Project 4 / Scene Recognition with Bag of Words

Project Aim

The aim of this project is to build a scene recognition system. This classifier system takes image features and classifies different categories of images. Later, various enhancements are done with different methods to test the system on test data. This project has 3 different implementations/methods to classify the scene and recognize the same.
The feature descriptors used are

  1. Tiny Image
  2. Bag of Sifts
The different types of classifiers used:
  1. Nearest Neighbor Classifier
  2. Linear Support Vector Machine
The combinations used:
  1. Tiny images representation and nearest neighbor classifier
  2. Bag of SIFT representation and nearest neighbor classifier
  3. Bag of SIFT representation and linear SVM classifier

Tiny Images

This method is a very simplistic way of representing images. We simply shrink the image data to very small dimensions such as 16 X 16 and then make them zero mean. However, this method is lossy with respect to spatial and brightness shifts in the original image. After this representation is done, it is then sent through the classifier to get the classification accuracy

Bag of Words

  1. Vocab building
  2. I implemented this feature descriptor to represent the information for every image by first building a vocabulary and then using the training and testing data to form the representation. It is called bag of SIFT due to SIFT features being used. Varying levels of vocabulary sizes gave different accuracies (shown as a table in extra credit section). The vocab is built as vocab.mat

  3. Bag of sift
  4. After vocab building is done uing SIFT features, I built the bag of sift representation. SIFT features are calculated for image from training set and then distances is measured between all points to centers. Using the minimum distance the counts for each bin of the histogram is calculated based on the closeness to the cluster center. The histogram bins gives the bag of sift representation for each image

Nearest Neighbor

In the nearest neighbor classifier, I find the distance of every image feature with the correspnding features of the training image and based on the closeness assign the cateogry to which the test image belons

Support Vector Machine

The goal in this project is to implement a linear SVM (Support Vector Machine). The VL_feat SVM package gives the parameters as the output for SVM which is used to classify the category of the test images. The steps are:

  1. Train the SVM using train features and labels
  2. The values returned form SVM train is stored per cateogry
  3. For each test image, classifier is run and based on the higher confidence, the category is defined for the image


Initially vocab size of 200 is used to build and obtain all the following results.

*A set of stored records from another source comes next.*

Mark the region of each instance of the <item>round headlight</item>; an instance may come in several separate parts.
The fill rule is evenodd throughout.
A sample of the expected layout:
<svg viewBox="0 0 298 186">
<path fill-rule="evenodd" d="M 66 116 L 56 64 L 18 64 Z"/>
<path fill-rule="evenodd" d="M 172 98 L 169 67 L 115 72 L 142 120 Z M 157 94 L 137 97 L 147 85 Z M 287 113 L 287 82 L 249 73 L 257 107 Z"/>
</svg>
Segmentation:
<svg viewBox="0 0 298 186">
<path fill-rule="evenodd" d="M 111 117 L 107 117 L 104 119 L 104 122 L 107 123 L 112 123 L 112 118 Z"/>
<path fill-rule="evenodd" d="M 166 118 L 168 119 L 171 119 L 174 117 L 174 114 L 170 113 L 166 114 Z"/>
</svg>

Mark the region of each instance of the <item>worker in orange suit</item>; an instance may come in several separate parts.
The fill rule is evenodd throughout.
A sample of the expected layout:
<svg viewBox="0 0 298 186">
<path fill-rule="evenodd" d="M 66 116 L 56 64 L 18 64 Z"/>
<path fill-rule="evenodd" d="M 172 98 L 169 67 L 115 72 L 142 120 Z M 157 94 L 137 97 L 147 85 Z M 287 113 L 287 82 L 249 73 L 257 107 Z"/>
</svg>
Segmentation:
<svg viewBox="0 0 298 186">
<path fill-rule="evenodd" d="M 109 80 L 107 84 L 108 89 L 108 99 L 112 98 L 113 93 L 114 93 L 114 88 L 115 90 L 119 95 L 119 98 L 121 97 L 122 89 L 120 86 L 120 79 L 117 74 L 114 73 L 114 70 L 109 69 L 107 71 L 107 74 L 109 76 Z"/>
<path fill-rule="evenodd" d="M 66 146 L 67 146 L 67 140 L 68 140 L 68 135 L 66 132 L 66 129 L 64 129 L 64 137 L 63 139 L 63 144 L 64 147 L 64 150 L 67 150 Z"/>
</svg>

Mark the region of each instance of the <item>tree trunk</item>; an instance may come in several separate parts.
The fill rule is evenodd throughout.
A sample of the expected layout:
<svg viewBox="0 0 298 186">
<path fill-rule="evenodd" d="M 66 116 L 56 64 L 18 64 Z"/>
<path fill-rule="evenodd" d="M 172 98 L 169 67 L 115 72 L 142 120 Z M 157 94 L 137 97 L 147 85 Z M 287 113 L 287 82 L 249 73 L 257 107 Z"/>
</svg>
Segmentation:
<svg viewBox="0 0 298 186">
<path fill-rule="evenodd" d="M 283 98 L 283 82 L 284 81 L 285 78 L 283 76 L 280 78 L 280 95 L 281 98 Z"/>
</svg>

Tiny Image and Nearest Neighbor

I used 1 - Nearest Neighbor and Tiny Images to obtain the following confusion matrix.

Accuracy = 23.8%. Classifier: Nearest Neighbor
Detailed Results Here

Bag of Sift and Nearest Neighbor

I used 1 - Nearest Neighbor and Bag of Sift Representation to obtain the following confusion matrix.

Accuracy = 51.1%. Classifier: Nearest Neighbor
Detailed Results Here

Bag of Sift and Linear SVM

I obtained the following confusion matrix.

Accuracy = 64.9%. Classifier: Linear SVM
Detailed Results Here

Extra/Graduate Credit

I implemented some of the following ideas for the extra/graduate credit. All the tests were done for Bag of Sifts + Linear SVM implementation (otherwise stated)

  1. Vary the vocab size
  2. Vary the step size in order to find the optimal step size value
  3. Cross Validation
  4. Vary the lambda values

1. Vary the vocab size

I did many experiments by increasing the vocabulary size. Increasing the vocabulary size increased the accuracy of the system. However, the drawback was that as the number increased, the implementation speed decreased and it took more time to produce the result. I did the same for the following values:

Vocabulary size Accuracy (%)

2. Vary step size

For building the vocaubulary, I tried my hand at varying the step size. With increasing step size, the implementation was slightly quicker than for lower values. However, as the step size decreased, it was better in terms of accuracy. In this trade of between time and accuracy. The reasonable values were between 8 and 10. I chose 10 for slightly faster implementation. For bag of sifts, Step size of 4 was the best in terms of accuracy. Higher step size resulted in steep decrease in accuracy.

3.Cross Validation

By implementing cross validation, I chose 100 training images and different set of similar testing images, train the classifier on these test images and examine the accuracy on test set. The Result obtained on different runs were:
Iteration     Accuracy

4. Vary lambda values

I varied the lambda values for implementing the Linear SVM to classify the scene. Varying the lambda values, on a generic note, the accuracy increased as the lambda values were decreased. However, like with respect to step size, the computation time increased. (I am not sure if this is true in a generic case). Moreover, one interesting fact was that there were a few outliers, where decreasing lambda value did not increase accuracy, but on a general note that happened.